On Thu, Jan 02, 2020 at 10:52:08AM -0500, Waiman Long wrote:
> Depending on the workloads, the following circular locking dependency
> warning between sb_internal (a percpu rwsem) and fs_reclaim (a pseudo
> lock) may show up:
>
> ======================================================
> WARNING: possible circular locking dependency detected
> 5.0.0-rc1+ #60 Tainted: G W
> ------------------------------------------------------
> fsfreeze/4346 is trying to acquire lock:
> 0000000026f1d784 (fs_reclaim){+.+.}, at:
> fs_reclaim_acquire.part.19+0x5/0x30
>
> but task is already holding lock:
> 0000000072bfc54b (sb_internal){++++}, at: percpu_down_write+0xb4/0x650
>
> which lock already depends on the new lock.
> :
> Possible unsafe locking scenario:
>
> CPU0 CPU1
> ---- ----
> lock(sb_internal);
> lock(fs_reclaim);
> lock(sb_internal);
> lock(fs_reclaim);
>
> *** DEADLOCK ***
>
> 4 locks held by fsfreeze/4346:
> #0: 00000000b478ef56 (sb_writers#8){++++}, at: percpu_down_write+0xb4/0x650
> #1: 000000001ec487a9 (&type->s_umount_key#28){++++}, at: freeze_super+0xda/0x290
> #2: 000000003edbd5a0 (sb_pagefaults){++++}, at: percpu_down_write+0xb4/0x650
> #3: 0000000072bfc54b (sb_internal){++++}, at: percpu_down_write+0xb4/0x650
>
> stack backtrace:
> Call Trace:
> dump_stack+0xe0/0x19a
> print_circular_bug.isra.10.cold.34+0x2f4/0x435
> check_prev_add.constprop.19+0xca1/0x15f0
> validate_chain.isra.14+0x11af/0x3b50
> __lock_acquire+0x728/0x1200
> lock_acquire+0x269/0x5a0
> fs_reclaim_acquire.part.19+0x29/0x30
> fs_reclaim_acquire+0x19/0x20
> kmem_cache_alloc+0x3e/0x3f0
> kmem_zone_alloc+0x79/0x150
> xfs_trans_alloc+0xfa/0x9d0
> xfs_sync_sb+0x86/0x170
> xfs_log_sbcount+0x10f/0x140
> xfs_quiesce_attr+0x134/0x270
> xfs_fs_freeze+0x4a/0x70
> freeze_super+0x1af/0x290
> do_vfs_ioctl+0xedc/0x16c0
> ksys_ioctl+0x41/0x80
> __x64_sys_ioctl+0x73/0xa9
> do_syscall_64+0x18f/0xd23
> entry_SYSCALL_64_after_hwframe+0x49/0xbe
>
> According to Dave Chinner:
>
> Freezing the filesystem, after all the data has been cleaned.
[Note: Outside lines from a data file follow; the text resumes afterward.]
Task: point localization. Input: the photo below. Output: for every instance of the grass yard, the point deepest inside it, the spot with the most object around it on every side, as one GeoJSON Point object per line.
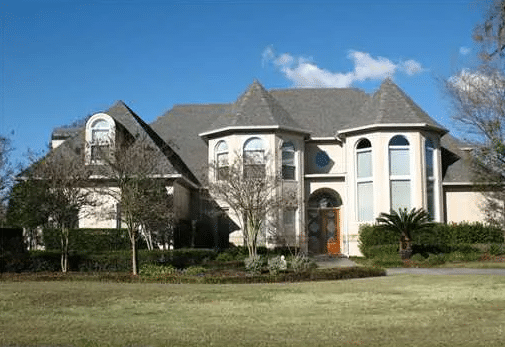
{"type": "Point", "coordinates": [402, 310]}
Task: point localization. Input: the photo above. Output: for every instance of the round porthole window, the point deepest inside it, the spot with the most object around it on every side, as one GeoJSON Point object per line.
{"type": "Point", "coordinates": [322, 159]}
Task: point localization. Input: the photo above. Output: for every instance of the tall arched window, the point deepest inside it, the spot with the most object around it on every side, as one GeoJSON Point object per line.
{"type": "Point", "coordinates": [100, 139]}
{"type": "Point", "coordinates": [399, 172]}
{"type": "Point", "coordinates": [288, 161]}
{"type": "Point", "coordinates": [430, 177]}
{"type": "Point", "coordinates": [254, 158]}
{"type": "Point", "coordinates": [221, 160]}
{"type": "Point", "coordinates": [364, 180]}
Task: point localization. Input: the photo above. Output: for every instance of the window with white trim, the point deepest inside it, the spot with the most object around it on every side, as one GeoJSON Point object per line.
{"type": "Point", "coordinates": [288, 161]}
{"type": "Point", "coordinates": [430, 177]}
{"type": "Point", "coordinates": [399, 172]}
{"type": "Point", "coordinates": [254, 158]}
{"type": "Point", "coordinates": [222, 164]}
{"type": "Point", "coordinates": [364, 180]}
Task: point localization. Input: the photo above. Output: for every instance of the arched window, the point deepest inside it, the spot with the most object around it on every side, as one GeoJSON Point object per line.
{"type": "Point", "coordinates": [222, 160]}
{"type": "Point", "coordinates": [100, 139]}
{"type": "Point", "coordinates": [430, 177]}
{"type": "Point", "coordinates": [288, 161]}
{"type": "Point", "coordinates": [254, 158]}
{"type": "Point", "coordinates": [364, 180]}
{"type": "Point", "coordinates": [399, 172]}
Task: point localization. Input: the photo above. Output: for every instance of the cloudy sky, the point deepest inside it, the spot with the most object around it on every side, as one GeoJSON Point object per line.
{"type": "Point", "coordinates": [62, 60]}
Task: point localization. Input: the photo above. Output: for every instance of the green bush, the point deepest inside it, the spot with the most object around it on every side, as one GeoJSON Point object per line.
{"type": "Point", "coordinates": [150, 270]}
{"type": "Point", "coordinates": [371, 236]}
{"type": "Point", "coordinates": [277, 264]}
{"type": "Point", "coordinates": [300, 262]}
{"type": "Point", "coordinates": [89, 240]}
{"type": "Point", "coordinates": [254, 265]}
{"type": "Point", "coordinates": [194, 270]}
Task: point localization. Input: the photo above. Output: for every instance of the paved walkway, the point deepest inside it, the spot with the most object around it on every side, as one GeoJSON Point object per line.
{"type": "Point", "coordinates": [325, 261]}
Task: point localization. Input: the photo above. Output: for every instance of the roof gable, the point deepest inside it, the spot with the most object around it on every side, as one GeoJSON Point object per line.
{"type": "Point", "coordinates": [255, 108]}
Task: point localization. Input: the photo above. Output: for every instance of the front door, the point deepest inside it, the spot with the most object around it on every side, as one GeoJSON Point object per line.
{"type": "Point", "coordinates": [324, 231]}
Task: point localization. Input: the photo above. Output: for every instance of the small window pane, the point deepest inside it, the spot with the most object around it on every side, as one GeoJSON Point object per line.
{"type": "Point", "coordinates": [400, 195]}
{"type": "Point", "coordinates": [365, 164]}
{"type": "Point", "coordinates": [399, 140]}
{"type": "Point", "coordinates": [289, 216]}
{"type": "Point", "coordinates": [365, 201]}
{"type": "Point", "coordinates": [430, 189]}
{"type": "Point", "coordinates": [399, 161]}
{"type": "Point", "coordinates": [288, 172]}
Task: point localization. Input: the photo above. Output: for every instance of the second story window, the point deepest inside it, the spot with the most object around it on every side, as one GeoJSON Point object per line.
{"type": "Point", "coordinates": [364, 179]}
{"type": "Point", "coordinates": [100, 137]}
{"type": "Point", "coordinates": [254, 158]}
{"type": "Point", "coordinates": [399, 172]}
{"type": "Point", "coordinates": [222, 165]}
{"type": "Point", "coordinates": [288, 161]}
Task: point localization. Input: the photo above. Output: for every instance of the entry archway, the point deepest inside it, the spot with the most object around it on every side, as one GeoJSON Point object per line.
{"type": "Point", "coordinates": [323, 225]}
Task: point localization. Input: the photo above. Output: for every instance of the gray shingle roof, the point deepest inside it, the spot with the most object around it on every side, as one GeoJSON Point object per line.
{"type": "Point", "coordinates": [256, 107]}
{"type": "Point", "coordinates": [167, 161]}
{"type": "Point", "coordinates": [390, 105]}
{"type": "Point", "coordinates": [322, 112]}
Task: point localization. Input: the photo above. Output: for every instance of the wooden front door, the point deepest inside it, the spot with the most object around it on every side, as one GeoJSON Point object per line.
{"type": "Point", "coordinates": [324, 231]}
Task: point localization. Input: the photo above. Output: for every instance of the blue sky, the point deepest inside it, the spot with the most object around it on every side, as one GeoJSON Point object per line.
{"type": "Point", "coordinates": [62, 60]}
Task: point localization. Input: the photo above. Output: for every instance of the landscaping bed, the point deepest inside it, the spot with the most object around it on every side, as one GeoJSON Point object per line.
{"type": "Point", "coordinates": [217, 276]}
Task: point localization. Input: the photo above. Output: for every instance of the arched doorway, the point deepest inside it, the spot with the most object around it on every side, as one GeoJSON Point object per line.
{"type": "Point", "coordinates": [323, 221]}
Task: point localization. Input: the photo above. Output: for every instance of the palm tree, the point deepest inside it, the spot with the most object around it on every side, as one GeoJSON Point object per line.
{"type": "Point", "coordinates": [404, 224]}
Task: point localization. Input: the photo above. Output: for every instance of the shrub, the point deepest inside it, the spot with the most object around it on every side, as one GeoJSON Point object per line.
{"type": "Point", "coordinates": [194, 270]}
{"type": "Point", "coordinates": [150, 270]}
{"type": "Point", "coordinates": [254, 265]}
{"type": "Point", "coordinates": [383, 250]}
{"type": "Point", "coordinates": [370, 235]}
{"type": "Point", "coordinates": [496, 249]}
{"type": "Point", "coordinates": [300, 262]}
{"type": "Point", "coordinates": [417, 257]}
{"type": "Point", "coordinates": [276, 264]}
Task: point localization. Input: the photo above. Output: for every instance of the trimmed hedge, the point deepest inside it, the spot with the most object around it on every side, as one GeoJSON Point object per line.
{"type": "Point", "coordinates": [90, 240]}
{"type": "Point", "coordinates": [37, 261]}
{"type": "Point", "coordinates": [442, 238]}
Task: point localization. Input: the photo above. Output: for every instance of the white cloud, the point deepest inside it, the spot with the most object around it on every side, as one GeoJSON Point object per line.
{"type": "Point", "coordinates": [464, 50]}
{"type": "Point", "coordinates": [306, 74]}
{"type": "Point", "coordinates": [412, 67]}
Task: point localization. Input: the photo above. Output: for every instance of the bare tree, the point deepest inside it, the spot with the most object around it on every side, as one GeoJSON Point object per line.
{"type": "Point", "coordinates": [252, 194]}
{"type": "Point", "coordinates": [133, 171]}
{"type": "Point", "coordinates": [478, 99]}
{"type": "Point", "coordinates": [61, 180]}
{"type": "Point", "coordinates": [5, 174]}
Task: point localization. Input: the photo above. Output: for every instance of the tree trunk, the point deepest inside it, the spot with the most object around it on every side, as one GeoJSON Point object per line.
{"type": "Point", "coordinates": [64, 249]}
{"type": "Point", "coordinates": [405, 247]}
{"type": "Point", "coordinates": [133, 240]}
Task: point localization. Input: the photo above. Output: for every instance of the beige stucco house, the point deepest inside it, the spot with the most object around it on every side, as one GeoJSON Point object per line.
{"type": "Point", "coordinates": [347, 154]}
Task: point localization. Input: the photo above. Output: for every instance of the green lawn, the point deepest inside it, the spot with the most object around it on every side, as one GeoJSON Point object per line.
{"type": "Point", "coordinates": [401, 310]}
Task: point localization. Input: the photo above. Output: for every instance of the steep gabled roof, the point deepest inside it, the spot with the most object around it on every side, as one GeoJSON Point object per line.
{"type": "Point", "coordinates": [129, 123]}
{"type": "Point", "coordinates": [391, 106]}
{"type": "Point", "coordinates": [256, 108]}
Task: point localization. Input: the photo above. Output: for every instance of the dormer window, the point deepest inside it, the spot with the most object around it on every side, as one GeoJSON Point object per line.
{"type": "Point", "coordinates": [100, 135]}
{"type": "Point", "coordinates": [221, 160]}
{"type": "Point", "coordinates": [288, 161]}
{"type": "Point", "coordinates": [254, 158]}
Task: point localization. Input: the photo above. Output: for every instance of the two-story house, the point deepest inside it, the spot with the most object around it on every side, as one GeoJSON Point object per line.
{"type": "Point", "coordinates": [347, 154]}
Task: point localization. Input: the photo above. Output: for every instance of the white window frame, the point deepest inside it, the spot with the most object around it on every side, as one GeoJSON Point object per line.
{"type": "Point", "coordinates": [363, 180]}
{"type": "Point", "coordinates": [399, 178]}
{"type": "Point", "coordinates": [106, 141]}
{"type": "Point", "coordinates": [221, 150]}
{"type": "Point", "coordinates": [288, 147]}
{"type": "Point", "coordinates": [429, 146]}
{"type": "Point", "coordinates": [257, 154]}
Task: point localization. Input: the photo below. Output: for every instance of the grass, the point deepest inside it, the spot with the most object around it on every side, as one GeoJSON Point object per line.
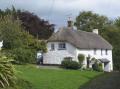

IOWs
> memory reclaim will never run the above writeback path when
> the freeze process is trying to allocate a transaction here because
> there are no dirty data pages in the filesystem at this point.
>
> Indeed, this xfs_sync_sb() path sets XFS_TRANS_NO_WRITECOUNT so that
> it /doesn't deadlock/ by taking freeze references for the
> transaction. We've just drained all the transactions
> in progress and written back all the dirty metadata, too, and so the
> filesystem is completely clean and only needs the superblock to be
> updated to complete the freeze process. And to do that, it does not
> take a freeze reference because calling sb_start_intwrite() here
> would deadlock.
>
> IOWs, this is a false positive, caused by the fact that
> xfs_trans_alloc() is called from both above and below memory reclaim
> as well as within /every level/ of freeze processing. Lockdep is
> unable to describe the staged flush logic in the freeze process that
> prevents deadlocks from occurring, and hence we will pretty much
> always see false positives in the freeze path....
>
> Perhaps breaking the fs_reclaim pseudo lock into a per filesystem lock
> may fix the issue. However, that will greatly complicate the logic and
> may not be worth it.
ANd it won't work, because now we'll just get lockedp warnings on
the per-fs reclaim lockdep context.
> Another way to fix it is to disable the taking of the fs_reclaim
> pseudo lock when in the freezing code path as a reclaim on the freezed
> filesystem is not possible as stated above. This patch takes this
> approach by setting the __GFP_NOLOCKDEP flag in the slab memory
> allocation calls when the filesystem has been freezed.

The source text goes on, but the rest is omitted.